The single-player experience of 3D World is among the best that the Mario franchise has ever offered. This new release builds on the basis set by 3D Land on 3DS and expands it in every way. This is a bigger, longer, and deeper game with more expansive and complex levels and a host of new features. It even incorporates the Wii U controller's particular capabilities, employing the touch screen occasionally and even smart use of the microphone.

Perhaps the best new feature is the brand new cat suit power-up costume. When your character picks up a glowing bell, he or she is instantly clad in an adorable cat costume, which allows them to run up sheer walls and also grants a claw attack against enemies. Other additions include a cherry that makes duplicates of your character appear, with subsequent cherries adding more and more (my record was five clones of Peach in one game), and a big fat mushroom that turns your character into a scenery-smashing giant.

A host of new enemies also appear, including living boulders that can be stunned and thrown as projectiles, weird bull-horned creatures that try to push you off edges, and living lava balls that leave deadly trails of fire as they roll around. Many old adversaries also return, some in new forms like the cat-suited goomba and a flying version of the skeletal koopa.

Level design is impeccable for the most part, with most levels skating the line between challenge and fun. Some sequences made me laugh out loud with the sheer enjoyment of seeing what the team at Nintendo had come up with next. Most levels have multiple paths to the flagpole, and some are surprisingly open and free-range. While reaching the end is the ultimate goal, there are also three green stars and a character stamp to collect in each level, and some are deviously hidden.

One great new feature is integrated feedback and social interaction. After completing a level, you can post a message about it, talking about how good or bad it was, asking for advice when you're stuck, or giving hints to others. After the first time completing any level, you are also joined during replays by "ghosts" of others players, showing the paths they took through the world. If you're stumped on a problem, you can watch someone else do it and take notes.

The whole thing also looks and sounds wonderful. The visuals are sharp and colourful, with great attention to detail in environment and character design. I especially liked the design of each character in their power-up suits - cat-suited Peach is absolutely adorable. The music is top-notch as always, with a mixture of new tunes and revamped classics.

So, is there anything bad to say about it? Well, a few levels aren't so great, being more irritating than challenging, and the boss battles are a particular weak point. While a handful of the bosses work quite well, the majority are either retreads from older games or are just too simple and repetitive. Even the climactic fights against the game's major villain, the fire-breathing dino-turtle Bowser, are pedestrian and dull.

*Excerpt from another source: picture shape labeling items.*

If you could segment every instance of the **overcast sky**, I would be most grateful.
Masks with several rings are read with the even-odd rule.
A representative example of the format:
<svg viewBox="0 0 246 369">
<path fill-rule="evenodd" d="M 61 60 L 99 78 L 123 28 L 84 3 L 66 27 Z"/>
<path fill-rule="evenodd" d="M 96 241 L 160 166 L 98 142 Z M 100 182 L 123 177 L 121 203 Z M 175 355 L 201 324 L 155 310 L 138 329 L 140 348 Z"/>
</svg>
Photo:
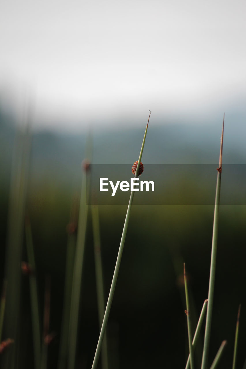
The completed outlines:
<svg viewBox="0 0 246 369">
<path fill-rule="evenodd" d="M 1 0 L 0 99 L 31 95 L 71 128 L 149 109 L 222 116 L 246 98 L 246 14 L 242 0 Z"/>
</svg>

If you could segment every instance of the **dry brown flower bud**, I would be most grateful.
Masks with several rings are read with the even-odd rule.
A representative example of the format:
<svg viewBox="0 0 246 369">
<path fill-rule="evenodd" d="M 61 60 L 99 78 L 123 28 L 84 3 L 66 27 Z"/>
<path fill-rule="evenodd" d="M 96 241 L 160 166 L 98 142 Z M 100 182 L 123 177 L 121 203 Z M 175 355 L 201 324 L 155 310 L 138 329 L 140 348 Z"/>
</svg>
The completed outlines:
<svg viewBox="0 0 246 369">
<path fill-rule="evenodd" d="M 1 354 L 3 351 L 4 351 L 13 342 L 14 340 L 11 339 L 11 338 L 8 338 L 5 341 L 2 341 L 0 344 L 0 354 Z"/>
<path fill-rule="evenodd" d="M 85 159 L 82 162 L 82 168 L 85 172 L 88 172 L 90 169 L 90 162 L 88 159 Z"/>
<path fill-rule="evenodd" d="M 34 274 L 34 271 L 31 265 L 25 261 L 21 262 L 21 270 L 25 275 Z"/>
<path fill-rule="evenodd" d="M 50 344 L 54 341 L 56 335 L 57 334 L 55 332 L 52 332 L 45 336 L 44 339 L 45 344 L 47 345 Z"/>
<path fill-rule="evenodd" d="M 77 226 L 74 222 L 71 222 L 66 227 L 66 230 L 68 234 L 74 234 L 77 230 Z"/>
<path fill-rule="evenodd" d="M 137 163 L 138 163 L 138 161 L 135 162 L 133 165 L 131 167 L 131 171 L 132 172 L 133 174 L 135 174 L 136 173 L 136 170 L 137 169 Z M 143 163 L 141 162 L 140 162 L 140 165 L 139 165 L 139 173 L 138 175 L 141 176 L 141 174 L 143 172 Z"/>
</svg>

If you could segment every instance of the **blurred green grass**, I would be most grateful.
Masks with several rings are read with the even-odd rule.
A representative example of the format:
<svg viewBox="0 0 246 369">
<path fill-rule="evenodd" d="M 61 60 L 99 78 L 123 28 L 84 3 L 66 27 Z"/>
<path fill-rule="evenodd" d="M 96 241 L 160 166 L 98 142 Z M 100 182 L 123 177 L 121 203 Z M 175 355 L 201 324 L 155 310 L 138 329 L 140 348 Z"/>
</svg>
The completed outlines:
<svg viewBox="0 0 246 369">
<path fill-rule="evenodd" d="M 48 272 L 51 280 L 51 329 L 57 333 L 57 338 L 49 349 L 48 367 L 50 368 L 56 367 L 59 349 L 67 243 L 66 227 L 69 221 L 72 193 L 75 190 L 80 192 L 80 162 L 83 158 L 81 152 L 84 147 L 82 144 L 77 153 L 76 163 L 73 164 L 76 168 L 74 176 L 73 170 L 67 171 L 69 158 L 62 168 L 58 159 L 55 158 L 51 162 L 47 157 L 40 165 L 39 172 L 40 163 L 37 163 L 32 157 L 27 208 L 32 225 L 39 300 L 42 311 L 45 275 Z M 45 151 L 45 147 L 43 149 Z M 58 154 L 57 152 L 55 158 L 59 157 Z M 10 175 L 6 163 L 1 166 L 1 172 L 0 255 L 2 281 Z M 194 184 L 191 186 L 193 189 Z M 244 191 L 244 188 L 240 190 Z M 200 190 L 202 191 L 202 188 Z M 182 186 L 180 194 L 182 196 Z M 106 297 L 111 284 L 126 210 L 124 206 L 101 206 L 99 208 Z M 109 318 L 110 368 L 135 368 L 137 363 L 140 363 L 143 368 L 162 368 L 164 355 L 169 367 L 184 367 L 188 352 L 182 304 L 184 290 L 184 289 L 181 296 L 182 289 L 174 263 L 175 258 L 178 260 L 180 256 L 185 261 L 194 303 L 199 312 L 207 297 L 213 213 L 212 205 L 133 206 Z M 212 362 L 221 341 L 227 339 L 228 344 L 221 364 L 225 368 L 228 362 L 232 362 L 235 323 L 239 303 L 242 304 L 238 361 L 239 367 L 242 366 L 245 360 L 246 215 L 245 206 L 221 207 L 209 361 Z M 91 219 L 90 214 L 89 218 Z M 136 225 L 139 229 L 137 234 Z M 78 367 L 81 364 L 88 368 L 92 363 L 99 331 L 93 245 L 89 220 L 78 353 Z M 25 254 L 24 251 L 23 259 L 26 260 Z M 180 268 L 182 274 L 181 263 Z M 21 296 L 20 368 L 32 368 L 29 283 L 24 276 Z M 163 331 L 166 332 L 166 338 L 163 338 Z M 3 334 L 7 335 L 7 332 L 4 331 Z"/>
</svg>

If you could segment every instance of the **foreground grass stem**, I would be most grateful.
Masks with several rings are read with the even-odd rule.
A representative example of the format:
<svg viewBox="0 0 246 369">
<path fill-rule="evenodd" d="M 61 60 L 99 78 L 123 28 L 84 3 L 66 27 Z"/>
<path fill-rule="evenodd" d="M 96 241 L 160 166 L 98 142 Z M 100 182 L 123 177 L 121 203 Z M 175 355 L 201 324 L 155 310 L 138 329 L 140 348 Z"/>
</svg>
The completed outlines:
<svg viewBox="0 0 246 369">
<path fill-rule="evenodd" d="M 215 368 L 217 367 L 217 366 L 222 355 L 222 353 L 226 344 L 226 341 L 223 341 L 218 350 L 218 352 L 216 354 L 216 356 L 214 358 L 214 360 L 212 363 L 212 365 L 210 367 L 210 369 L 215 369 Z"/>
<path fill-rule="evenodd" d="M 186 310 L 185 313 L 187 315 L 187 325 L 188 328 L 188 338 L 189 339 L 189 350 L 190 362 L 191 369 L 194 369 L 195 364 L 194 362 L 194 355 L 193 354 L 193 347 L 192 345 L 192 334 L 191 333 L 191 322 L 189 311 L 189 295 L 188 294 L 188 287 L 187 284 L 187 278 L 185 273 L 185 264 L 184 263 L 184 279 L 185 288 L 185 300 L 186 300 Z"/>
<path fill-rule="evenodd" d="M 139 166 L 140 165 L 140 162 L 141 162 L 141 159 L 142 158 L 142 154 L 143 154 L 143 150 L 144 146 L 145 139 L 146 138 L 146 134 L 147 133 L 147 130 L 148 129 L 148 122 L 150 120 L 150 115 L 148 116 L 148 123 L 147 123 L 147 125 L 146 125 L 146 129 L 145 130 L 145 132 L 144 133 L 144 136 L 143 143 L 142 144 L 142 147 L 141 147 L 141 149 L 140 152 L 140 154 L 139 155 L 139 159 L 138 163 L 137 163 L 137 166 L 136 169 L 136 174 L 135 175 L 135 178 L 136 178 L 138 176 L 139 169 Z M 110 291 L 109 291 L 109 297 L 107 300 L 107 305 L 106 306 L 106 308 L 105 311 L 105 314 L 104 314 L 104 317 L 103 318 L 103 320 L 102 325 L 102 328 L 101 328 L 101 331 L 100 332 L 100 335 L 99 336 L 99 339 L 98 340 L 98 345 L 96 348 L 96 353 L 95 354 L 95 356 L 94 358 L 94 360 L 93 361 L 93 363 L 92 364 L 92 369 L 96 369 L 96 368 L 97 366 L 98 363 L 98 360 L 99 359 L 99 357 L 100 356 L 101 349 L 102 349 L 102 342 L 103 340 L 103 337 L 104 337 L 104 335 L 106 330 L 106 327 L 107 326 L 107 321 L 109 319 L 109 313 L 110 312 L 110 310 L 111 307 L 111 305 L 112 305 L 112 302 L 113 301 L 113 297 L 114 294 L 115 293 L 115 287 L 116 286 L 116 282 L 117 281 L 117 278 L 118 277 L 118 275 L 119 274 L 119 272 L 120 269 L 120 261 L 121 261 L 121 258 L 122 256 L 122 253 L 123 252 L 124 245 L 125 242 L 126 237 L 126 232 L 127 231 L 127 227 L 128 226 L 128 224 L 129 223 L 130 212 L 131 211 L 131 205 L 132 204 L 132 202 L 133 202 L 133 197 L 134 196 L 134 193 L 135 193 L 134 191 L 132 191 L 132 192 L 131 193 L 131 195 L 130 196 L 130 198 L 129 200 L 129 204 L 128 204 L 128 207 L 127 208 L 127 211 L 126 212 L 126 215 L 125 223 L 124 223 L 124 227 L 123 227 L 122 235 L 122 236 L 121 240 L 120 241 L 120 246 L 119 247 L 119 252 L 118 253 L 118 256 L 117 256 L 117 259 L 116 260 L 116 264 L 115 265 L 115 271 L 114 272 L 114 274 L 113 277 L 112 283 L 110 289 Z"/>
<path fill-rule="evenodd" d="M 209 286 L 208 288 L 208 302 L 205 327 L 204 344 L 202 353 L 202 369 L 206 369 L 208 366 L 208 352 L 209 349 L 211 326 L 212 323 L 212 311 L 213 300 L 213 293 L 215 277 L 215 268 L 216 266 L 216 256 L 218 239 L 218 230 L 219 227 L 219 199 L 221 193 L 221 172 L 222 170 L 222 152 L 223 145 L 224 134 L 224 122 L 225 115 L 223 120 L 222 134 L 221 140 L 221 149 L 219 153 L 219 164 L 217 168 L 217 184 L 215 194 L 215 201 L 213 216 L 213 236 L 212 238 L 211 263 L 209 275 Z"/>
<path fill-rule="evenodd" d="M 192 346 L 193 348 L 193 351 L 195 350 L 197 344 L 197 343 L 200 332 L 201 332 L 201 328 L 202 328 L 202 323 L 205 317 L 207 305 L 208 300 L 207 299 L 205 300 L 204 303 L 202 308 L 202 311 L 201 312 L 200 317 L 198 320 L 198 323 L 197 323 L 197 328 L 196 329 L 195 332 L 195 334 L 194 335 L 193 340 L 192 341 Z M 191 355 L 189 354 L 188 357 L 188 359 L 187 361 L 185 369 L 189 369 L 189 368 L 190 368 L 190 357 Z"/>
</svg>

My biggest gripe, though, is Nintendo's adherence to outdated design elements. 3D World still gives you a limited number of lives, and has you collecting coins that give an extra life every time you hit 100, all within a set time limit. It seems such an antiquated system, born from coin-op arcade machines and no longer needed on home consoles. The time limit is especially galling, as it discourages the player from exploring and really enjoying the level.

There are also little niggles with forced replays of levels. Some require specific power-up suits to obtain different stars, and it can be very hard to juggle multiple suits without losing one of them. You also lose your suit by taking a single hit, so if there's a star right at the end of the level that you can't reach without the cat suit, taking a hit at any point will mean you'll have to restart to get that star.

Honestly, though, it's hard to find anything serious to criticise in 3D World. Sure it's derivative and the difficulty tends to be either too easy or too hard, with only a few levels that nail that sweet spot in the middle, but it's still a joy to play.

This is Nintendo's finely-tuned Mario machine running at top efficiency, and it's easily the best Mario game since the original Galaxy.